L'agent immobilier continue toutefois de proposer le bien du couple à la vente sur son site Internet et notamment les 3 décembre 2002, 27 décembre 2002 et 6 janvier 2003, trois et quatre mois après la lettre de rupture à exposer l'immeuble dans sa vitrine par une affiche qui s'y trouvait encore le 31 décembre 2002.
Le 12 septembre 2002, l'avocat des propriétaires écrit à l'agent immobilier pour lui faire savoir que le contrat de mandat conclu entre les parties est nul. L'avocat de l'agent immobilier conteste la nullité du contrat et menace de faire application de la clause de dommages et intérêts.

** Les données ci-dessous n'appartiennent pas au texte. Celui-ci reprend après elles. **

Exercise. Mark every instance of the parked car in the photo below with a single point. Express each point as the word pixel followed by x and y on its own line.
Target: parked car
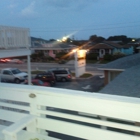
pixel 62 74
pixel 61 61
pixel 13 75
pixel 16 61
pixel 38 82
pixel 5 60
pixel 46 77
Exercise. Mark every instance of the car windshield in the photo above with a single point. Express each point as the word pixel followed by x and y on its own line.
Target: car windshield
pixel 40 82
pixel 16 71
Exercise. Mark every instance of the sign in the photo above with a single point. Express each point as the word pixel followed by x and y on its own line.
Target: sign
pixel 80 62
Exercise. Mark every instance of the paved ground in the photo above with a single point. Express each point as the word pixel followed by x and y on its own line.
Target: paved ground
pixel 92 84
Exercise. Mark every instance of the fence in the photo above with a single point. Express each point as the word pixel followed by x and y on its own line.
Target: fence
pixel 47 113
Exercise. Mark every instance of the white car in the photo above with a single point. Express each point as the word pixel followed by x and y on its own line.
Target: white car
pixel 17 61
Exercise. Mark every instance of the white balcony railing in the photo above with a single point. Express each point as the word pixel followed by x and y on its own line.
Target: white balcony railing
pixel 14 37
pixel 32 112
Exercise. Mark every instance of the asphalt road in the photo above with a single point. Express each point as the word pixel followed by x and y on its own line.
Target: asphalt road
pixel 91 68
pixel 92 84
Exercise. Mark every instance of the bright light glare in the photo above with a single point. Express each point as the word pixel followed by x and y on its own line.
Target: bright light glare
pixel 74 50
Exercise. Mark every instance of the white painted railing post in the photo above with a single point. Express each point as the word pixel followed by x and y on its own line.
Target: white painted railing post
pixel 105 119
pixel 33 111
pixel 29 69
pixel 13 137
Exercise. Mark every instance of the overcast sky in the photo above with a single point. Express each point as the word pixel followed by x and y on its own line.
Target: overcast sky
pixel 79 18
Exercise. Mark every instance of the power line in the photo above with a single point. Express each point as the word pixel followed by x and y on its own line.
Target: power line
pixel 81 30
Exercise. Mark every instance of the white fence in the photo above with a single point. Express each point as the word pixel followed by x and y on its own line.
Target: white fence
pixel 66 114
pixel 14 37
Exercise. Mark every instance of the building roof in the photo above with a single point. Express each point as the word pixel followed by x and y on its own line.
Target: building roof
pixel 109 45
pixel 123 63
pixel 125 84
pixel 101 46
pixel 54 46
pixel 114 45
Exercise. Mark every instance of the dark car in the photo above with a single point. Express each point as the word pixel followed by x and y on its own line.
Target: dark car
pixel 61 61
pixel 38 82
pixel 46 77
pixel 62 74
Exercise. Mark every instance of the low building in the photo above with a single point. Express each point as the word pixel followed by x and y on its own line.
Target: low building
pixel 52 48
pixel 108 47
pixel 114 68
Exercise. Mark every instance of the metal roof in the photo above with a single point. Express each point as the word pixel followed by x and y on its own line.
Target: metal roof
pixel 125 84
pixel 123 63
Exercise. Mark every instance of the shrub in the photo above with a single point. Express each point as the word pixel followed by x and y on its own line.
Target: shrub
pixel 62 55
pixel 108 57
pixel 91 56
pixel 117 55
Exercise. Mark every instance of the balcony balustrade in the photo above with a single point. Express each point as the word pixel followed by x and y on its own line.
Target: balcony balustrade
pixel 43 113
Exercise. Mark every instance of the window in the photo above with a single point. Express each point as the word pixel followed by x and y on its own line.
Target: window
pixel 7 72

Le 28 octobre 2002, l'agent immobilier facture aux propriétaires la somme de 4.047,45 EUR représentant 3% du montant de la vente. Les propriétaires refusent de payer et contestent la clause de rémunération figurant à l'article 4 du contrat de mandat conclu entre les parties.
L'agent immobilier introduit alors une action en justice afin de faire constater la résiliation unilatérale du contrat de mandat par les propriétaires et les faire condamner à lui payer la somme de 4.047,45 EUR, outre les intérêts judiciaires et les dépens.

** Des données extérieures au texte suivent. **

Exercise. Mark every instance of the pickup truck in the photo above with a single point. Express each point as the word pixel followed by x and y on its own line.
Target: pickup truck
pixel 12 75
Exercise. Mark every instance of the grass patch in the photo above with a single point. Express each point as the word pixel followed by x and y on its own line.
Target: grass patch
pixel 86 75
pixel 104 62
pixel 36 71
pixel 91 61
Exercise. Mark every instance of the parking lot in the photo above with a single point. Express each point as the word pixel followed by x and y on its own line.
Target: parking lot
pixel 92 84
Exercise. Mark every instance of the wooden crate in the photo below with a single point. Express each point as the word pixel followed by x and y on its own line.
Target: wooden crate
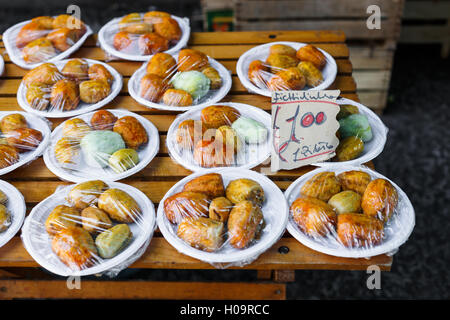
pixel 427 22
pixel 371 51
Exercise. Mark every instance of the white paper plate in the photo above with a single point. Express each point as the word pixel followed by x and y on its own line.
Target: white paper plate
pixel 397 230
pixel 255 153
pixel 275 213
pixel 16 207
pixel 261 52
pixel 15 54
pixel 38 243
pixel 33 122
pixel 82 107
pixel 372 148
pixel 107 32
pixel 146 153
pixel 213 96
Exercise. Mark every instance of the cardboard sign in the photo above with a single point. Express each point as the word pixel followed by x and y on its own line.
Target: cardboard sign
pixel 304 127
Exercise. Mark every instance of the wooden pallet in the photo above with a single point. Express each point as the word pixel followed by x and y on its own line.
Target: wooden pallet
pixel 36 182
pixel 371 51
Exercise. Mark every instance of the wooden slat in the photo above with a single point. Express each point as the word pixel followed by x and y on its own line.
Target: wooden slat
pixel 161 255
pixel 57 289
pixel 325 9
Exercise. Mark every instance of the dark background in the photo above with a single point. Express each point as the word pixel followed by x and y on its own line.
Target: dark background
pixel 416 157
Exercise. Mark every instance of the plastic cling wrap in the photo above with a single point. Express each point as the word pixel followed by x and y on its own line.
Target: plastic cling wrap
pixel 69 87
pixel 285 66
pixel 44 39
pixel 12 211
pixel 138 36
pixel 349 211
pixel 362 135
pixel 23 138
pixel 225 217
pixel 220 135
pixel 180 82
pixel 107 144
pixel 89 228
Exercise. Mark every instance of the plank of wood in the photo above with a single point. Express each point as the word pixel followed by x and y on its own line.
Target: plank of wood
pixel 353 29
pixel 161 255
pixel 325 9
pixel 57 289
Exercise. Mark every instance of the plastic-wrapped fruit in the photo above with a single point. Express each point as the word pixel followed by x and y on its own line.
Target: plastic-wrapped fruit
pixel 151 43
pixel 356 230
pixel 8 156
pixel 99 72
pixel 214 76
pixel 322 186
pixel 217 116
pixel 162 64
pixel 38 95
pixel 250 130
pixel 168 28
pixel 193 82
pixel 178 98
pixel 346 110
pixel 354 180
pixel 93 91
pixel 188 132
pixel 132 132
pixel 110 242
pixel 103 120
pixel 243 222
pixel 62 217
pixel 349 148
pixel 63 38
pixel 356 125
pixel 189 59
pixel 5 218
pixel 24 139
pixel 76 69
pixel 119 205
pixel 287 79
pixel 46 73
pixel 75 248
pixel 278 62
pixel 202 233
pixel 75 129
pixel 245 189
pixel 186 204
pixel 346 201
pixel 67 151
pixel 65 95
pixel 153 87
pixel 38 50
pixel 95 220
pixel 257 73
pixel 86 193
pixel 229 137
pixel 282 49
pixel 220 208
pixel 123 159
pixel 97 146
pixel 313 216
pixel 210 184
pixel 312 54
pixel 12 121
pixel 312 74
pixel 379 199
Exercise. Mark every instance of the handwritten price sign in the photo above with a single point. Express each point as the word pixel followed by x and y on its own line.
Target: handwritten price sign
pixel 304 127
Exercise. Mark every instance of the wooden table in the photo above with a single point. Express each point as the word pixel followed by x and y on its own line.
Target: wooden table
pixel 19 275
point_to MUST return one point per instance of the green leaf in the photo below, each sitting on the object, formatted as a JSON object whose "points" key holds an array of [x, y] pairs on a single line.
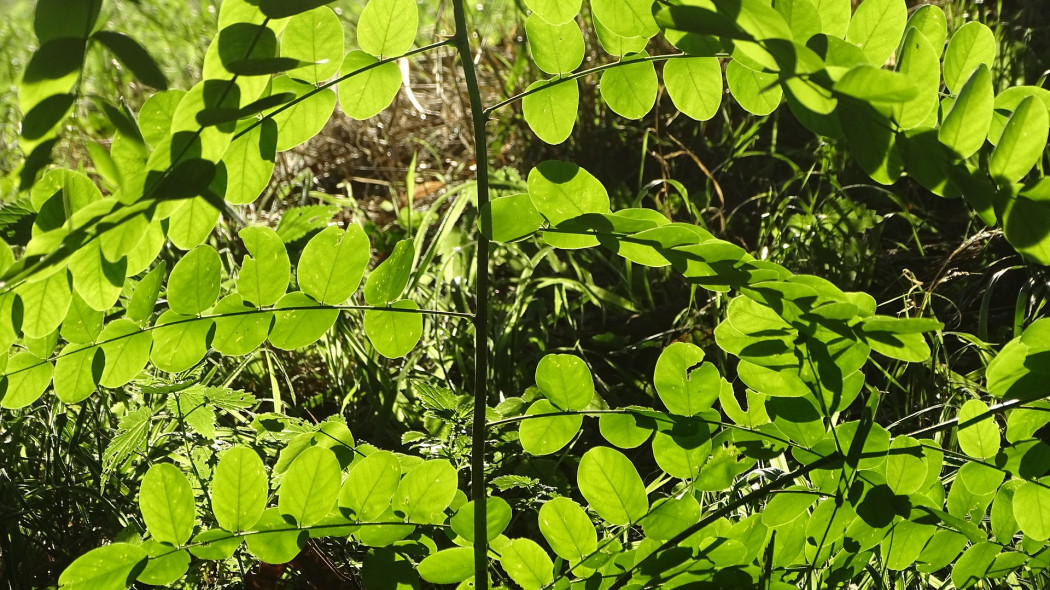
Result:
{"points": [[310, 486], [568, 529], [1025, 222], [611, 484], [671, 517], [155, 116], [134, 57], [41, 120], [314, 37], [368, 92], [239, 489], [214, 544], [972, 566], [110, 567], [874, 84], [565, 380], [630, 90], [626, 18], [25, 379], [694, 85], [277, 541], [387, 27], [1031, 509], [555, 12], [527, 564], [126, 348], [447, 566], [509, 218], [180, 341], [929, 20], [243, 330], [248, 163], [167, 504], [877, 27], [685, 385], [426, 490], [499, 514], [266, 272], [551, 110], [562, 190], [615, 44], [77, 373], [300, 327], [301, 122], [333, 262], [543, 436], [919, 63], [971, 45], [557, 48], [371, 485], [625, 430], [145, 295], [979, 438], [191, 224], [1023, 142], [166, 564], [389, 279], [394, 334], [44, 303], [905, 466], [966, 125], [758, 92], [681, 455], [193, 282]]}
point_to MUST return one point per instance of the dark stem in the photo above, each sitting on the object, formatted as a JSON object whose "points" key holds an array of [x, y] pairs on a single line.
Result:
{"points": [[478, 117]]}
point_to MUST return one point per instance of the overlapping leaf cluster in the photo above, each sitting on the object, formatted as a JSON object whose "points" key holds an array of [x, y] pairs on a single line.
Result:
{"points": [[85, 306]]}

En première instance, le juge estime que le contrat n'est pas nul, que le consentement des propriétaires n'a pas été vicié par un dol. Il indique également que l'agent immobilier a poursuivi l'exécution du contrat et, que ce faisant, il n'a pas considéré que celui-ci a été rompu fautivement par les propriétaires. Il rejette donc la demande de l'agent immobilier. Ce dernier décide alors de faire appel contre ce jugement.

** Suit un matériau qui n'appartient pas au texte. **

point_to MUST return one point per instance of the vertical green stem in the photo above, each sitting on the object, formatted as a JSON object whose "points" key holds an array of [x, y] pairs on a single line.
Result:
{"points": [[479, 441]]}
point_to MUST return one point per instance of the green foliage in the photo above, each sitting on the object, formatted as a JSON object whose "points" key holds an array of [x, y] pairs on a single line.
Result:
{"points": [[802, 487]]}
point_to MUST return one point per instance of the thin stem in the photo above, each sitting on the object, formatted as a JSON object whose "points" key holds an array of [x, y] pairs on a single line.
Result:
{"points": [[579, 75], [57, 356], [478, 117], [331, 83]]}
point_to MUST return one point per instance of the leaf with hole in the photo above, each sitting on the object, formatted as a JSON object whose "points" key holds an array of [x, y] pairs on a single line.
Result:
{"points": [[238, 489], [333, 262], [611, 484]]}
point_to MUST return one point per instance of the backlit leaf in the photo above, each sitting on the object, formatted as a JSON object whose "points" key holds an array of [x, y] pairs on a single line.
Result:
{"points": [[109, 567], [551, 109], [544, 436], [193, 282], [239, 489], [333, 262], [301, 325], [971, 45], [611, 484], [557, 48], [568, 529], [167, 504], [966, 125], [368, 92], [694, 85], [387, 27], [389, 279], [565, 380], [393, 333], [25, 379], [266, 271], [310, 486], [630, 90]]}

Décision de la Cour d'appel de Mons
La Cour constate que l'article 4 du contrat de mandat conclu entre les parties stipule que : « les honoraires, dans lesquels sont compris les frais du mandataire, sont fixés forfaitairement à 3% du prix de vente avec un minimum de 2.000 EUR. La TVA est à charge du mandant (...) Si le mandataire parvenait à vendre le bien à un montant supérieur à celui indiqué ci-dessus, la différence serait acquise à raison de 50% à titre d'honoraires pour la Centrale immobilière de Couillet et de 50% pour le propriétaire »;
Les propriétaires prétendent qu'il résulte de cette clause que l'agent immobilier avait intérêt à fixer le prix de vente le plus bas possible. Par conséquent, celui-ci n'a cessé de tenter d'obtenir la diminution du prix de vente souhaité pour pouvoir obtenir des honoraires supplémentaires et exorbitants fixés à 50% de la proportion du prix dépassant le prix fixé.
Les propriétaires estiment donc qu'ils ont été victimes d'un dol de la part de l'agent immobilier. Ce dol aurait vicié leur consentement et justifierait la nullité du contrat de mandat conclu avec l'agent immobilier.
A cet égard, la Cour rappelle que le dol doit nécessairement être antérieur ou concomitant à la conclusion du contrat. Or en l'espèce, les manœuvres prétendument dolosives de l'agent immobilier sont postérieures à la conclusion du contrat de mandat et ne peuvent donc pas être constitutives d'un dol.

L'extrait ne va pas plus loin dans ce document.